# Sticky  Please Remeber FF is a Public Website



## Sharry

Hi Ladies

Just to remind you that Fertility Friends is a public website which can be accessed by both patients and clinics, with this in mind we would like to remind you to ensure that you do not post something that could potentially jeopardise your treatment.

Sharry


----------



## DZWSingleMumma

Using search to delete information from all your posts in bulk.

Click Search:
Type in search term for <personally recognisable information> and click Advanced 
Type in your user ID 
Go into each thread listed.
Delete out references you do not want the world to see.

Hope that helps someone.


----------



## Snowball22

Thanks for this or friends and family who want to know personal details that you are not revealing!!
Will certainly keep this in mind and will check mine!! 
Thanks x


----------



## smilingandwishing

Also worth rememmbering that journalist/ TV producers can also access.  I had a PM  in the last few days from a Channel 4 producer saying she had read my posts and would like to talk with me about a programme they are making.  It pulled me  up a bit short as I feel really safe on the forum, but it was a good reminder that it is a public site.
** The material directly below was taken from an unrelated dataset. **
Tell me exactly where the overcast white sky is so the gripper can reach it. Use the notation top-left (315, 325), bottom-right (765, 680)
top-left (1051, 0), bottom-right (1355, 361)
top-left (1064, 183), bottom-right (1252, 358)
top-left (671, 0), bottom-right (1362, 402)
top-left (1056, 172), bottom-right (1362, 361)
I've contacted Admin and Mel has been great and come back very quickly. She is going to contact the researcher. 

Smiling xx


----------



## Diesy

Smiling, just saw this, what a fright!  Jeezo, hope no-one's reading my posts...unless they are thinking what an awesome mummy I'd be and then want to send me a cheque for tx    Ch 4 are unscrupulous...have you seen they way they programme The Big Bang Theory!!!  Out of order and just all over the place...and don't get me started on How I Met Your Mother, there's a show that just begs to get cancelled!  

Thanks for all your hard work Sharry  

Diesy (That's Ms Diesy to you Ch 4   ) xx


----------



## Fraggles

Diesy you make me laugh and if I can just add to Diesy's comment I am Ms Fraggles or Madam to you C4.


----------



## Diesy

Aw Fraggels, that made me happy!    

Woohoo, I've still got it!   ...whatever "it" is


----------